This screening will be followed by a panel discussion, "Is There Still a Need for Film in a Digitising World?"
As cinema now looks set to go completely digital over the coming year, Zipangu Fest presents a series of works that interrogate and explore the very essence of celluloid and analogue technologies.
Dying moon (Shinkan Tamaki, 2006)
16mm, 3min 30sec
Uneven Image (Shinkan Tamaki, 2010)
16mm, 10min 30sec
Generator (Makino Takashi, 2011)
8mm, 16mm, 35mm → HD, 20min
Sailing Across Images (Shinkan Tamaki, 2012)
16mm (+ DVD sound), 14min 30sec
Planet Z (Momoko Seto, 2011)
35mm, 9min 30sec
Climax (Shinkan Tamaki, 2008)
16mm, 2min 30sec
Shinkan Tamaki selection
"My theme is to instigate changes in perception by coming and going across the border of images while extracting film's materiality."
Planet Z
"Somewhere in the Universe, the PLANET Z. A miracle happens. A water jet springs up and gives birth to a new life: plants. A desert planet became a green planet... Different species cohabit: liquid and sticky mushrooms. But little by little, they invade the green land, and destroy the idyllic life. The toxic spores kill the plants, and transform the planet to a mouldy land... But after destroying all the vegetation, the future of the mould seems to be fearsome. A species cannot live without other ones…"
Generator
"The images reach realms beyond our comprehension as they transform and invite us into our own personal memories. Filled with uncertain yet overwhelmingly reminiscent images, the film opens up before our eyes. When the unfixed transformations of light eventually shift into aerial shots, images capable of mutual recognition, we are able to transcend 'the body' and 'personal recollections' into inter-personal memories that reach back into our ancestral imagination. We may be able to feel as living beings a part of our star for the first time if we recognize our 'body' as a small universe, realise our city as an enormous living body and ourselves as merely one cell."
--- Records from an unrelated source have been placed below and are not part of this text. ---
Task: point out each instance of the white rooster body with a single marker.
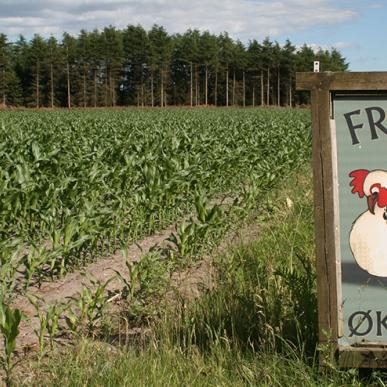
(368, 237)
(368, 241)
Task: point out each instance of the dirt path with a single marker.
(190, 283)
(72, 284)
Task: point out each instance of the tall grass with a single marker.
(258, 327)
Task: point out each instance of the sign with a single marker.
(349, 119)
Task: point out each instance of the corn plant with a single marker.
(9, 326)
(49, 316)
(79, 185)
(89, 307)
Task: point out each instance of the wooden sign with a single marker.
(349, 120)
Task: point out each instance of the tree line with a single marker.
(132, 66)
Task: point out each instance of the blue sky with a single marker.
(356, 27)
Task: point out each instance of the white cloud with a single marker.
(241, 18)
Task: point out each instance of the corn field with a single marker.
(78, 185)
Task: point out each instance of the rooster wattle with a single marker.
(368, 237)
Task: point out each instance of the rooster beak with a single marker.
(371, 201)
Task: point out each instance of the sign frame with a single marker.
(322, 87)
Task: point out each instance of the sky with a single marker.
(356, 27)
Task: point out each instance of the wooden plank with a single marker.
(325, 221)
(340, 81)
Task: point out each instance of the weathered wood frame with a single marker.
(321, 86)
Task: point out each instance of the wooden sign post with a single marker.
(349, 126)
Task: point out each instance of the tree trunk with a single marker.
(278, 88)
(227, 87)
(112, 90)
(142, 94)
(268, 87)
(95, 88)
(191, 85)
(68, 86)
(206, 86)
(106, 86)
(161, 89)
(196, 85)
(37, 84)
(4, 89)
(152, 91)
(52, 85)
(233, 89)
(262, 90)
(84, 87)
(216, 88)
(244, 89)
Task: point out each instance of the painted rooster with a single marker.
(368, 237)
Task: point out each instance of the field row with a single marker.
(78, 185)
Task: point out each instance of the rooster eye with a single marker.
(374, 189)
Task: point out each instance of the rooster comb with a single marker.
(357, 181)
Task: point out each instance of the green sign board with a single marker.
(360, 129)
(349, 126)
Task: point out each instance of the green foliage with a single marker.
(79, 185)
(9, 327)
(132, 66)
(86, 310)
Edit, Telecine, Direction by Takashi Makino
Music, Jim O'Rourke
Produced by Aichi Art Center
Winner of the Tiger Award for Short Film at International Film Festival Rotterdam 2012
Shinkan Tamaki: Born in 1982, experimental filmmaker Shinkan Tamaki began exploring the world of moving images using 16mm film in 2006. His works have been screened at many film festivals, including International Film Festival Rotterdam, and he is a member of the [+] with Takashi Makino, aimed at promoting experimental film in Japan.
http://shinkantamaki.net
Momoko Seto: Momoko Seto was born in 1980 in Tokyo, Japan. After studying at the Lycée Français of Tokyo, she attended the Fine Arts College of Marseille and Le Fresnoy National Studio of Contemporary Arts in France.
She began making short fiction films and documentary films for the CNRS (National Centre of Scientific Research). She then started creating hybrid mix-genre films by transforming everyday life elements into a poetic and singular universe, for example the experimental animations PLANET A and PLANET Z and seafood porn videos. Her films have been selected and shown at numerous international film festivals and artistic events, some of which have received international prizes.
http://setomomoko.org/bio.html
Takashi Makino: Born in 1978, in 2001 Takashi Makino came to London to study music and lighting design at the atelier of the Brothers Quay. He continues to produce and exhibit films that make full use of the various techniques and methods harnessed from the twin media of film and video, treating both the image and its accompanying music as elements of equal importance. He was an invited guest at Zipangu Fest 2011, where he presented the Enter the Cosmos programme.